Monday, July 15, 2013

1307.3313 (Chenwei Yang et al.)

Long Term Spectral Evolution of Tidal Disruption Candidates Selected by Strong Coronal Lines    [PDF]

Chenwei Yang, Tinggui Wang, Gary Ferland, Weimin Yuan, Hongyan Zhou, Peng Jiang
We present results of follow-up optical spectroscopic observations of seven rare, extreme coronal line emitting galaxies reported by Wang et al. (2012) with Multi-Mirror Telescope (MMT). Large variations in coronal lines are found in four objects, making them strong candidates of tidal disruption events (TDE). For the four TDE candidates, all the coronal lines with ionization status higher than [Fe VII] disappear within 5-9 years. The [Fe VII] faded by a factor of about five in one object (J0952+2143) within 4 years, whereas emerged in other two without them previously. A strong increment in the [O III] flux is observed, shifting the line ratios towards the loci of active galactic nucleus on the BPT diagrams. Surprisingly, we detect a non-canonical [O III]5007/[O III]4959 2 in two objects, indicating a large column density of O$^{2+}$ and thus probably optical thick gas. This also requires a very large ionization parameter and relatively soft ionizing spectral energy distribution (e.g. blackbody with $T < 5\times 10^4$ K). Our observations can be explained as echoing of a strong ultraviolet to soft X-ray flare caused by tidal disruption events, on molecular clouds in the inner parsecs of the galactic nuclei.
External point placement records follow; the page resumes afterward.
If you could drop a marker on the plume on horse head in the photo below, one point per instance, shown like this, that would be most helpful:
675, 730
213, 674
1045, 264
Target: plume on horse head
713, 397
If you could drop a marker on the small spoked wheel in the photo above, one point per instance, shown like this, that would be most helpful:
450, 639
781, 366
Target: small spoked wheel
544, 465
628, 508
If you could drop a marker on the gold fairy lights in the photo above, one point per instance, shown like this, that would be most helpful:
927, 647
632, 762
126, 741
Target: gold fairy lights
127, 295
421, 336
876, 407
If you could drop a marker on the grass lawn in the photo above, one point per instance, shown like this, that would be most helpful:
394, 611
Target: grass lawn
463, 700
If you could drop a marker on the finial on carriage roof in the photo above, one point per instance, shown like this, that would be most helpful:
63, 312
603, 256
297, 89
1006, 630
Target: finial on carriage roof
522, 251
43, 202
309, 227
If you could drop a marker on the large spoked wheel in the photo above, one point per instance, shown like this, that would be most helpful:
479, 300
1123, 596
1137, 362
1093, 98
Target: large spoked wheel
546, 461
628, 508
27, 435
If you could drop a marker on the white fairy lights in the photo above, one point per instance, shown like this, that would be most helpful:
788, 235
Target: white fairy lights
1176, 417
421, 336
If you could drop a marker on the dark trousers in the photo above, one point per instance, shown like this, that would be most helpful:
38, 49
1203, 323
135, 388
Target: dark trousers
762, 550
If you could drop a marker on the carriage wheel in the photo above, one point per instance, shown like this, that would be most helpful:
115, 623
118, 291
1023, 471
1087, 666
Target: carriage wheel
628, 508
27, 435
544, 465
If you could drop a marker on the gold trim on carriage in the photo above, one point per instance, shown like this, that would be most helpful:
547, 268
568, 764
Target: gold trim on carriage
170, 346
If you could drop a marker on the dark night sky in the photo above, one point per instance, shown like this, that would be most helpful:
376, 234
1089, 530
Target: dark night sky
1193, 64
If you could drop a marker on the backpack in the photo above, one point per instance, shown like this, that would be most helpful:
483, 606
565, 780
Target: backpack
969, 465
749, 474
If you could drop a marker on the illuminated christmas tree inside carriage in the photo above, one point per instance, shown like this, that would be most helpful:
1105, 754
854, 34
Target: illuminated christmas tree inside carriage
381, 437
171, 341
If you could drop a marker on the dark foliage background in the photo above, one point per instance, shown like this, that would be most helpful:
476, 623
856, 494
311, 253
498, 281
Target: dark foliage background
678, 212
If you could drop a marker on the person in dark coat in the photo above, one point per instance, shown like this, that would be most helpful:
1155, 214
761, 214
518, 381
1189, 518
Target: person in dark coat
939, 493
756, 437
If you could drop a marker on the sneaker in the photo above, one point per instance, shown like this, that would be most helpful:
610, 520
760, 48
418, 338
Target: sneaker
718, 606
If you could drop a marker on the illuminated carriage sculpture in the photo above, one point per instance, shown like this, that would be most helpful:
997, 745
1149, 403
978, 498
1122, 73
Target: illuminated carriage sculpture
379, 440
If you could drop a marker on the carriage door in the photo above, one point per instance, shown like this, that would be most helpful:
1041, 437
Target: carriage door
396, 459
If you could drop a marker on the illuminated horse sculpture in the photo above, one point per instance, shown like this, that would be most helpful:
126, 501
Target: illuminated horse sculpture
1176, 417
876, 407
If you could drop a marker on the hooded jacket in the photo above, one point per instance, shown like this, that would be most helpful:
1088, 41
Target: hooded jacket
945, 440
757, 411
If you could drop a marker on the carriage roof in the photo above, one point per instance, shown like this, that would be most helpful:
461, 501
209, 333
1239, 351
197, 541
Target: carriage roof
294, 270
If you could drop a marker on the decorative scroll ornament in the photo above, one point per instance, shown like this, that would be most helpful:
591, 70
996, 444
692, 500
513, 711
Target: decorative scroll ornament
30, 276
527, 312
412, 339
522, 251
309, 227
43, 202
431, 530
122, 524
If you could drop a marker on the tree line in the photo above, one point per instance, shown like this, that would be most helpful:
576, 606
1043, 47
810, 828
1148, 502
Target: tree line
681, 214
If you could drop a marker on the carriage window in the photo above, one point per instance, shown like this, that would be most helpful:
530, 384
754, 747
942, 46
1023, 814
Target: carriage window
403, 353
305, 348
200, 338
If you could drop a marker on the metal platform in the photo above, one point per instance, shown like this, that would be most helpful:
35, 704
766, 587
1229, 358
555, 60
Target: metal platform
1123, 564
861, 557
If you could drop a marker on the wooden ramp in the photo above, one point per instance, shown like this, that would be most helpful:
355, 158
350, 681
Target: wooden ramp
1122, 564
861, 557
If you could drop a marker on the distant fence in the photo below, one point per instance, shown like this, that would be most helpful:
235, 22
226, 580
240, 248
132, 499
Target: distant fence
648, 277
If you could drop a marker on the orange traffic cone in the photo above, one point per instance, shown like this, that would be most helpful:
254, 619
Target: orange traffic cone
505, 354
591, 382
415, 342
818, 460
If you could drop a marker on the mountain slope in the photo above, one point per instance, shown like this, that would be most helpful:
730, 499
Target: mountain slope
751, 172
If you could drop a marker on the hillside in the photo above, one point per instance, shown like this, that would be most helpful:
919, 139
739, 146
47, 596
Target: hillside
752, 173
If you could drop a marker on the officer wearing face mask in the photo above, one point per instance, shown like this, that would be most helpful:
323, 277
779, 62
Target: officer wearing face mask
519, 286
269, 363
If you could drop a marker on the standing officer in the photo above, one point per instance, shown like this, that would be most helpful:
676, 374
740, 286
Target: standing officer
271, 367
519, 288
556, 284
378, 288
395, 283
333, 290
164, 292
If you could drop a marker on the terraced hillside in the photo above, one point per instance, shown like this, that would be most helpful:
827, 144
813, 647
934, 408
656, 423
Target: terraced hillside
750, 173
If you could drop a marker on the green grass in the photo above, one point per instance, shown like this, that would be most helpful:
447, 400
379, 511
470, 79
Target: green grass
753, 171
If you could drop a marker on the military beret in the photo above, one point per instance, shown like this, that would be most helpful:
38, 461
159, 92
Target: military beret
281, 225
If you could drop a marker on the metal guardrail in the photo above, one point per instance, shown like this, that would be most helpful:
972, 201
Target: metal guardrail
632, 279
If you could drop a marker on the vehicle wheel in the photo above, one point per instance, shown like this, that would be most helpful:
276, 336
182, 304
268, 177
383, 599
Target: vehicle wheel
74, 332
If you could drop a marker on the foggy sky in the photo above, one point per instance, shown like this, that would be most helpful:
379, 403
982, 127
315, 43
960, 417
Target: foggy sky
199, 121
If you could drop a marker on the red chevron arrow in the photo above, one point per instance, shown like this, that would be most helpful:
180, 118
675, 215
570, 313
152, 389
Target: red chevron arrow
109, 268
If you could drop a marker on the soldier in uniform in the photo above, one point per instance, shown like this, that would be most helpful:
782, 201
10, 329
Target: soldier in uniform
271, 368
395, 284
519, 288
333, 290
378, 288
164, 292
Re-analyzing the SDSS spectra reveals double-peaked or strongly blue-shouldered broad lines in three of the objects, which disappeared in the MMT spectra in two objects, and faded by a factor of ten in 8 years in the remaining object with a decrease in both the line width and centroid offset. We interpret these broad lines as arising from decelerating biconical outflows. Our results demonstrate that the signatures of echoing can persist for as long as ten years, and can be used to probe the gas environment in the quiescent galactic nuclei.